- obiad to mięso, dwa nieduże ziemniaki (lub 30g kaszy) i surówka
A zupa? Jeśli objętość żołądka nie pozwala na zjedzenie obiadu z dwóch dań, to zupę zjedz osobno. Niech to będzie filiżanka, ale wartościowej zupy na kościach, najlepsze dla Ciebie zupy to krupnik, fasolowa, grochowa, kapuśniak, ogórkowa z kulkami z mięsa lub ze śmietaną oraz barszcz zabielany z warzywami.
parę łyżeczek miodu
A co to za posiłek? Miód może być przyprawą, np. do koktajlu, ale nie powinno się jeść samego miodu. Gdy się nim "zasłodzisz", to potem nie masz chęci na wartościowy posiłek.
Jadam w zgodzie z DP, odstawiłam wiele miesięcy temu gluten
Czy jadasz zgodnie z zasadami zdrowego odżywiania, czy stosujesz DP? Chyba widzisz różnicę. Jeśli DP, to który etap? Miód, orzechy - to już chyba trzeci etap.
Wiem, że mam łączyć kasze z większą ilością tłuszczu - ale nie mogę! Jeśli zjem więcej mam wzdęcia i ogólne problemy gastryczne.
Nie ma sensu objadać się na siłę. Jedz tak, żeby Ci smakowało. Po posiłku zapewnij sobie spokój.
Mój żołądek ma małą pojemność dlatego może zamiast zjadać niewielką ilość kaszy z jajecznicą lepiej rozdzielić to na dwa dania, więcej jajecznicy - odczekać i potem więcej kaszy?
Nie widzę sensu jedzenia na pierwsze śniadanie kaszy. Rano organizm nie potrzebuje tyle energii z jedzenia. Zjedz jajka (lecytyna dla mózgu), ewentualnie z jakimś dodatkiem (sałatka, chrzan, majonez, zielenina, wafelek ryżowy z masłem, pieczarki, cebula, awokado).
W południe zjedz na drugie śniadanie porcję kaszy z surówką albo z warzywami (energia), jeśli masz warunki, aby to podgrzać, może być z tłuszczem. Godzinę przed lub po - koktajl. Trudno doradzać nie znając rozkładu dnia. O obiedzie już było. Wieczorem możesz zjeść posiłek białkowy z kaszą, jeśli będziesz się po tym dobrze czuła. Godzinę po takim posiłku, a co najmniej godzinę przed snem - koktajl.
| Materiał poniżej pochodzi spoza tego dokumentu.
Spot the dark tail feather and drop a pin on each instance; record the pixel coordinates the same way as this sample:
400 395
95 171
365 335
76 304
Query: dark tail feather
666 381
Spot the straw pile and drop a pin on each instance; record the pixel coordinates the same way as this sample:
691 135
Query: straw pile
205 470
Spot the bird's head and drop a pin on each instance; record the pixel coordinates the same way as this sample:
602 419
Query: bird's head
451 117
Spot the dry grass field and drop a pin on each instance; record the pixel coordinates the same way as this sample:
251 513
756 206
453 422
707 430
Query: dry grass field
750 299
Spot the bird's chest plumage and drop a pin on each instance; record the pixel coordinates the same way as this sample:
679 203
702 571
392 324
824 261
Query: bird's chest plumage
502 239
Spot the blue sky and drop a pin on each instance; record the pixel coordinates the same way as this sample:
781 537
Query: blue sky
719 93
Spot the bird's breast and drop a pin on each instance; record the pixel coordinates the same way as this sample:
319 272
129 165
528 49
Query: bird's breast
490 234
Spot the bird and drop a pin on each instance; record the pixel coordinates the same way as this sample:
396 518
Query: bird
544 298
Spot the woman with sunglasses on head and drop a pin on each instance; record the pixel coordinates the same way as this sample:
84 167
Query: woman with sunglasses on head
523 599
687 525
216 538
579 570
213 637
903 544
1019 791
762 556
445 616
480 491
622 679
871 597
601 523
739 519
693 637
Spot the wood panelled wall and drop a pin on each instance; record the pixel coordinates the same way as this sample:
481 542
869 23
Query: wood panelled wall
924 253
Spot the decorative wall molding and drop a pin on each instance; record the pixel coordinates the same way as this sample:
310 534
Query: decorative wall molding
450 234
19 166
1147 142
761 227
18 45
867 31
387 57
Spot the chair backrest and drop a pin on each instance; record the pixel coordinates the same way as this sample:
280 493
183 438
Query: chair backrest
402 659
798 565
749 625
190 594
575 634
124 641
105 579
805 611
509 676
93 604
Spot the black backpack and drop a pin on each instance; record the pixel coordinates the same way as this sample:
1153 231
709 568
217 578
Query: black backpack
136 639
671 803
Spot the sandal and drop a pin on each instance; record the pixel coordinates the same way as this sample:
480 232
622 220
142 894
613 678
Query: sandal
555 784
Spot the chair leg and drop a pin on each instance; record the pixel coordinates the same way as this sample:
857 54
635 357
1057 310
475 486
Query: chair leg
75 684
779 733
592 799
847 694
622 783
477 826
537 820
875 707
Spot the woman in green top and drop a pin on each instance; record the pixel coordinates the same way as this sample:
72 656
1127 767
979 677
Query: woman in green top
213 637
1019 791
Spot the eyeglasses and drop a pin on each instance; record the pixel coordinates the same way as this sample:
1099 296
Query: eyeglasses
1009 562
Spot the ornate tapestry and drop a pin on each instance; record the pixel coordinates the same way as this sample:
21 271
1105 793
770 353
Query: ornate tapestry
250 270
W gruncie rzeczy podobnie się jada chcąc przytyć, jak i - chcąć schudnąć. Chodzi bowiem o normalizację apetytu i niedopuszczenie do niedoborów. Ilość jedzenia zależy także od trybu życia. W tym sensie osoba chcąca przytyć, a zarazem aktywna powinna jeść więcej wypełniaczy niż pulchny emeryt. To jednak tylko teoria. Im lepiej organizm wchłonie składniki jedzenia, tym lepiej mu posłużą, dlatego nie ma potrzeby jeść dużo - lepiej mniej ale tak, żeby organizm to dobrze przyswoił.